After 3 items, the sample would be [0, 1, 2], with spaces of {1}
After 6 items, I'd like to most frequently get [0, 2, 4] with its spaces of {2}, but commonly getting samples like [0, 3, 5] or [0, 2, 4] with spaces of {2, 3} would be good too.
After 9 items, I'd like to most frequently get [0, 4, 8] with its spaces of {4}, but commonly getting samples like [0, 4, 7] with spaces of {4, 3} would be good too.
edit #2: I've learnt a lesson here about providing lots of context when requesting answers. David and Matt's answers are promising, but in case anyone sees this and has a perfect solution, here's some more information:
Context
I have hundreds of low-res videos streaming through a GPU. Each stream is up to 10,000 frames long, and - depending on application - I want to sample 10 to 1000 frames from each. Once a stream is finished and I've got a sample, it's used to train a machine learning algorithm, then thrown away. Another stream is started in its place. The GPU's memory is 10 gigabytes, and a 'good' set of reservoirs occupies a few gigabytes in the current application and plausibly close to the entire memory in future applications.
If space isn't at a premium, I'd oversample using the uniform random reservoir algorithm by some constant factor (e.g., if you need k items, sample 10k) and remember the index that each sampled item appeared at. At the end, use dynamic programming to choose k indexes to maximize (e.g.) the sum of the logs of the gaps between consecutive chosen indexes.
Here's an algorithm that doesn't require much extra memory. Hopefully it meets your quality requirements.
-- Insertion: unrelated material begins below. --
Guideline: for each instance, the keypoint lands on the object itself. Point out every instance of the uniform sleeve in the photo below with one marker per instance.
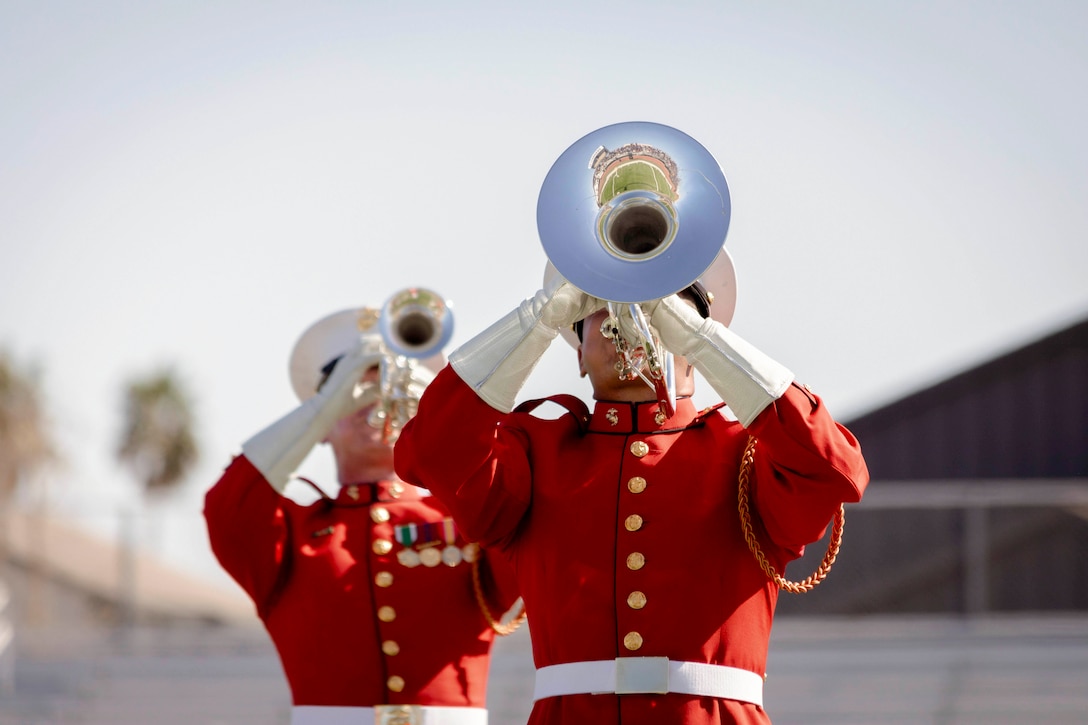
(806, 465)
(247, 530)
(457, 447)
The high-level idea is to divide the input into k segments and choose one element uniformly at random from each segment. Given the memory constraint, we can't make the segments as even as we would like, but they'll be within a factor of two.
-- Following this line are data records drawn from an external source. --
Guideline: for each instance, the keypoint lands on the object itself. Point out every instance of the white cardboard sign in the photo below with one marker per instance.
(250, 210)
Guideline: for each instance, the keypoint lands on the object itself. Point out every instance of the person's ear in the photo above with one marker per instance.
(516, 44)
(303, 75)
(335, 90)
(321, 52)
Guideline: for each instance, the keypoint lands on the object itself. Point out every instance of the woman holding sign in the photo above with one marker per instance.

The simple version of this algorithm (that uses 2k reservoir slots and may return a sample of any size between k and 2k) starts by reading the first k elements, then proceeds in rounds. In round r (counting from zero), we read k 2r elements, using the standard reservoir algorithm to choose one random sample from each segment of 2r. At the end of each round, we append these samples to the existing reservoir and do the following compression step. For each pair of consecutive elements, choose one uniformly at random to retain and discard the other.
The complicated version of this algorithm uses k slots and returns a sample of size k by interleaving the round sampling step with compression. Rather than write a formal description, I'll demonstrate it, since I think that will be easier to understand.
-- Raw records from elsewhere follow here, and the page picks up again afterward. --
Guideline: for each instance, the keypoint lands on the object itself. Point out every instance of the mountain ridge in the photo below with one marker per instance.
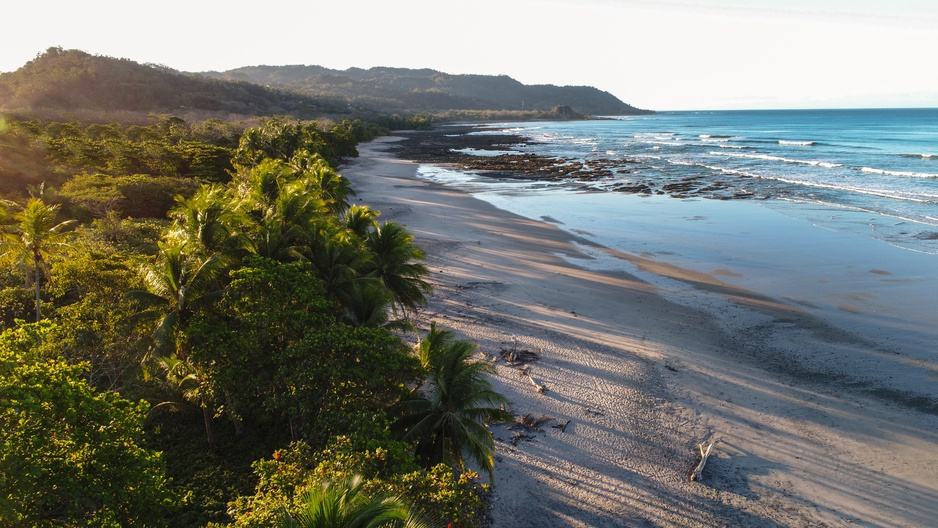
(428, 90)
(62, 82)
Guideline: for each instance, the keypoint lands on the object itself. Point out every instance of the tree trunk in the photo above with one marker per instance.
(38, 288)
(209, 429)
(240, 430)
Let k = 8. We pick up after 32 elements have been read. I use the notation [a-b] to mean a random element whose index is between a and b inclusive. The reservoir looks like this:
[0-3] [4-7] [8-11] [12-15] [16-19] [20-23] [24-27] [28-31]
Before we process the next element (32), we have to make room. This means merging [0-3] and [4-7] into [0-7].
[0-7] [32] [8-11] [12-15] [16-19] [20-23] [24-27] [28-31]
We merge the next few elements into [32].
[0-7] [32-39] [8-11] [12-15] [16-19] [20-23] [24-27] [28-31]
Element 40 requires another merge, this time of [16-19] and [20-23]. In general, we do merges in a low-discrepancy order.
[0-7] [32-39] [8-11] [12-15] [16-23] [40] [24-27] [28-31]
Keep going.
[0-7] [32-39] [8-11] [12-15] [16-23] [40-47] [24-27] [28-31]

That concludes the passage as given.